The cyber-sigh was almost audible, before the chatbot disabused us, stating for the record that it/he/she/they is/are not able to browse the internet or access current information.

However, it decided it could tell us that Instagram is a popular social media platform that is often used by footballers to connect with their fans and share updates about their lives and careers. #NoSS

Chat-GPT went on to list, in order, the top three audience-attracting players Cristiano Ronaldo, Lionel Messi, and Neymar Jr. 

The emoji-shrugging bot reiterated that without access to current information, it/he/she/they cannot provide a definitive answer to the Instagram footballer question.

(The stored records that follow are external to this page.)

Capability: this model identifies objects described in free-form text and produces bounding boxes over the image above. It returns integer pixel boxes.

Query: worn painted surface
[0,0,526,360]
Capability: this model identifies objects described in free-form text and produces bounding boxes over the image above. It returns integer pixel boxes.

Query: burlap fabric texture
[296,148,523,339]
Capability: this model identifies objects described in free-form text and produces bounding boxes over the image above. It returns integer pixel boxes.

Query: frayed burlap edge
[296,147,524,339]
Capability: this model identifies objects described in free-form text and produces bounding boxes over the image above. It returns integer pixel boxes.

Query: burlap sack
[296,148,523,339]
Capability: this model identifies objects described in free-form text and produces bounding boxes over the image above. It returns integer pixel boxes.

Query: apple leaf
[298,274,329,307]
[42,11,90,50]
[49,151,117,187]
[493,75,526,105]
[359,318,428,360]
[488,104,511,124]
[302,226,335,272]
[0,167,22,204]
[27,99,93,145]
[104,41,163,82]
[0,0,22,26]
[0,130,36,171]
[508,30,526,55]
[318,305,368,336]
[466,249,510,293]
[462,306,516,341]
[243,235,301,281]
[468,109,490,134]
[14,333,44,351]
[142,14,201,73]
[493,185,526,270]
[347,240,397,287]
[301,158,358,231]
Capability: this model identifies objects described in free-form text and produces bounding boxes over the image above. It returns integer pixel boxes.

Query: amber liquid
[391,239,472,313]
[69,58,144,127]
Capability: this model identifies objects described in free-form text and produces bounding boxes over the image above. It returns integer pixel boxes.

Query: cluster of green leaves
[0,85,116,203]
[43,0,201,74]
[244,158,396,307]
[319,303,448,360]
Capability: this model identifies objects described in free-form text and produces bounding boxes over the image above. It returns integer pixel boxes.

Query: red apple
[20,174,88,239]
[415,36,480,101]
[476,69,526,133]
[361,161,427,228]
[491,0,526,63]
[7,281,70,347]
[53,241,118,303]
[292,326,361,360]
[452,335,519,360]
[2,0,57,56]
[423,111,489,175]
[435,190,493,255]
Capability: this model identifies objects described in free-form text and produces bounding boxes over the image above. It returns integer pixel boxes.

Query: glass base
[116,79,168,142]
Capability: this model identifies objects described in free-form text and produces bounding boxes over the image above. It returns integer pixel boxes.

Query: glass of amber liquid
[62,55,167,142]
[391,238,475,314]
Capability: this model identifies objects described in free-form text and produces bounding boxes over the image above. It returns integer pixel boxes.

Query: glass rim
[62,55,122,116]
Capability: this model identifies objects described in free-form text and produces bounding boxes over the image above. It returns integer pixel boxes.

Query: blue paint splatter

Thankfully readers can enjoy quantifiable answers to social-commercial media queries and on the day we will know who will play Argentina in the final of the FIFA World Cup Qatar 2022 – Mediacells run down ten of the most popular posts by World Cup superstar.

#10. England’s Trent Alexander-Arnold and team-mate Jude Bellingham are out on a stroll in Qatar. The post attracts 1.75 million engagements on Instagram from the Melwood Grandmaster’s 8 million+ fans.

https://www.instagram.com/p/ClmKapPK3Gn/

#9. Belgium’s Kevin de Bruyne says farewell to his ‘Capi’ Eden Hazard in front of his 20 million fans with a ‘fun times’ World Cup gallery and attracts 1.8 million engagements on Instagram.

https://www.instagram.com/p/Cl3aQ0fDYec/

#8. Belgium’s Eden Hazard says ‘merci’ but ‘au revoir’ to his 27 million fans, attracting 1.9 million engagements on Instagram.

https://www.instagram.com/p/Cl3N7y6N6Jr/

#7. Uruguay’s Luis Suarez bows out with a bitter-sweet post to his 45 million fans which attracts 2 million+ engagements on Instagram.
https://www.instagram.com/p/Clrqnmro8HE/
#6. Absent Sergio Ramos was still Spain’s most engaged ‘player’ when he posted his magnanimous ‘so proud’ message to his team mates in front of his 54 million fans, attracting 3m engagements on Instagram.
https://www.instagram.com/p/Cl2D4d2K-lu/
#5. Morocco’s Achraf Hakimi’s tribute to his mother attracts 3.7m engagements in front of his 12.5m fans on Instagram.
https://www.instagram.com/p/CleNCl2slfy/
#4. Injured Karim Benzema sad-shares with his 62 million fans, attracting 4.7 million engagements – but he may still return for the World Cup final!

https://www.instagram.com/p/ClKPtLPrnL7/

#3. Kylian Mbappé’s ‘belle victoire’ post in front of his 77 million fans attracts 5.8 million engagements on Instagram.
https://www.instagram.com/p/ClwYTZ_srYA/
#2. Defeated Neymar’s emotional outpouring attracts 22 million engagements from his 194 million fans on Instagram.
https://www.instagram.com/p/Cl_hjP2oG_z/
#1. Join winners Leo Messi and Cristiano Ronaldo attract a total of 74 million engagements in the two identical paid posts, to a combined follower base of nearly 1 billion fans.

https://www.instagram.com/p/ClJqVDBtRsq/

https://www.instagram.com/p/ClJqW1ZtmIl/

It was the perfect product placement by Louis Vuitton with an ‘iconic’ shot by renowned portrait photographer Annie Liebovitz. LV brokered a paid collaboration between the two most famous football players on the planet. As official trophy trunk supplier to the £15m World Cup travel victory is not just a state of mind.